Despite this, Hopkin refers to the first stage of the re-build — which involved design work from GEC Architecture — as a “dream.” It included the restoration of the central area, the demolition of older wings on the north side, and the buildout of the shell of the new structure of the building. The retrofit will meet Silver LEED Standards, but Hopkin shares that it’s currently in Gold territory.
The former building was highly inaccessible, so Hopkin and his team are improving that immensely with the re-design. “We added a couple of ramps down to the lower level on either side of that main stair to make it accessible from the south side,” Hopkin explains. They also added several access points throughout the building, with a plan to eventually connect it to the Rutherford Library via pedway. “While you’re within, you can, in most places, see right through the building.
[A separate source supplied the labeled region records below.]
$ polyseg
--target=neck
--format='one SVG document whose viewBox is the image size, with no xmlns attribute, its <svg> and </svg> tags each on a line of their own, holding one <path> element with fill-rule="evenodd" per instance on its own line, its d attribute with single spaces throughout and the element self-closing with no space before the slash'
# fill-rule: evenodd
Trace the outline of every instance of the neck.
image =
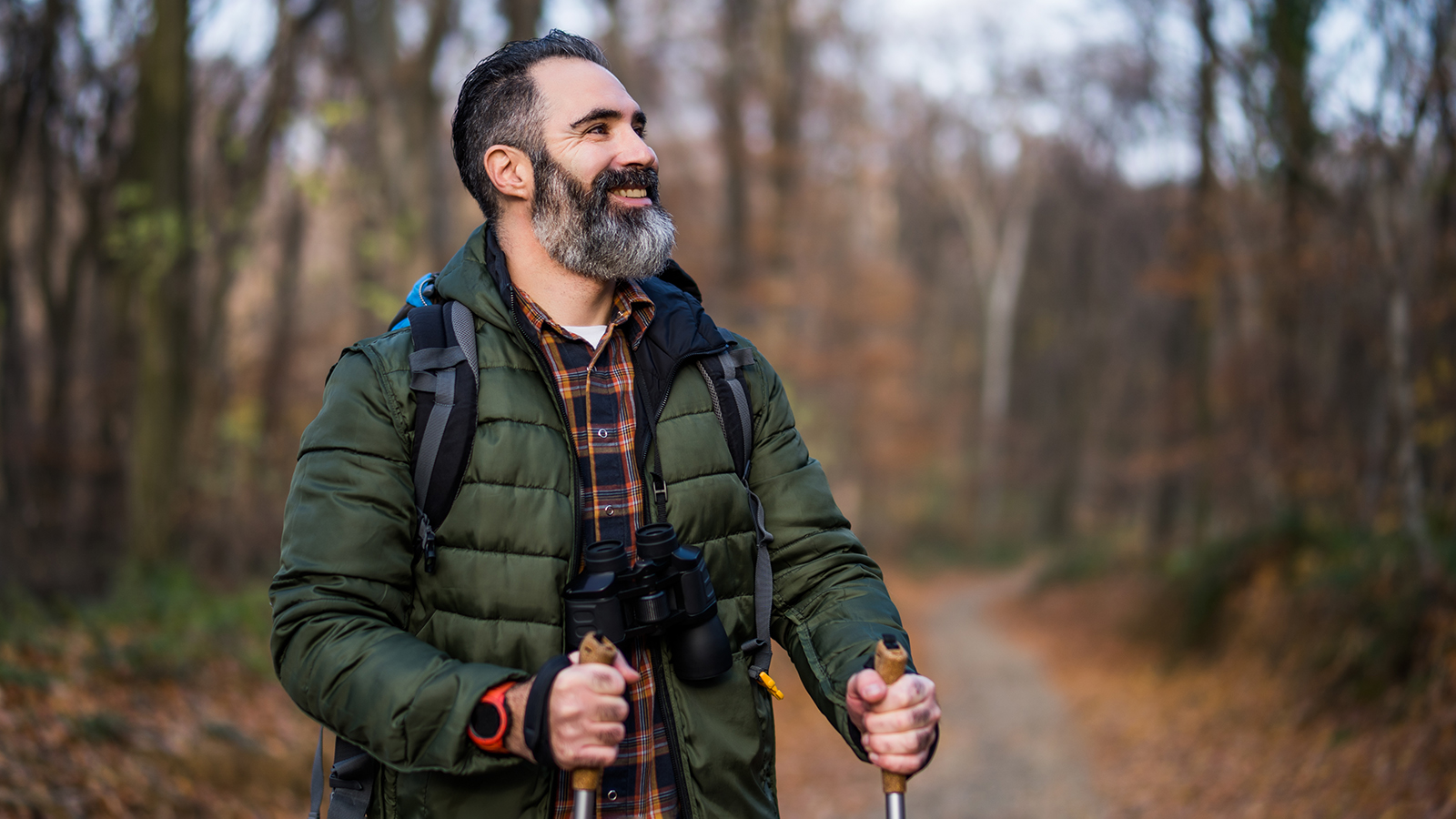
<svg viewBox="0 0 1456 819">
<path fill-rule="evenodd" d="M 574 273 L 550 258 L 536 240 L 530 213 L 502 208 L 495 238 L 505 254 L 511 284 L 526 293 L 550 319 L 565 326 L 607 324 L 612 315 L 614 281 L 600 281 Z"/>
</svg>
So while it’s a big building, you’re still able to see lots of daylight and you can orient yourself all the time.”
The geometry that you see in the glass on the outside of the building will continue throughout the interior, with wood-trellis screens used in unique ways. “It brings that organic feel to it, so that you get this dappled sunlight into these meeting areas,” Hopkin explains. “It feels like you’re in the park without putting a tree in there.”
In the second phase, the U of A is working with Zeidler Architecture. “We’ve designed the top three floors, and now we’re going to finish up the rest of the middle two, and then we’ll do two and one last,” says Hopkin. “We have three fit-out packages over the next two years, which gets us to that fall 2024 date.”
Moving far beyond its basic role as the warm hallway I remember, the new vision for University Commons, Hopkin shares, involves three principles: “We call it the new front door of the university, we call it a crossroads for the university because of the interconnected accessibility it will have…. And we call it a stage.” On top of providing enhanced student services, modern labs, academic offices and collaborative spaces for meeting, the build-ing will exist as a third space for gathering, announcements and ceremonies.
Hopkin hopes that the building will exist as a third space for students, where the true student experience of building relationships, collaborating, and developing community can happen. With University Commons, he says, “we’re trying to say, if you have an asset like that, keep it, invest in it, retain it, and make sure that it’s usable for people for the next hundred years.”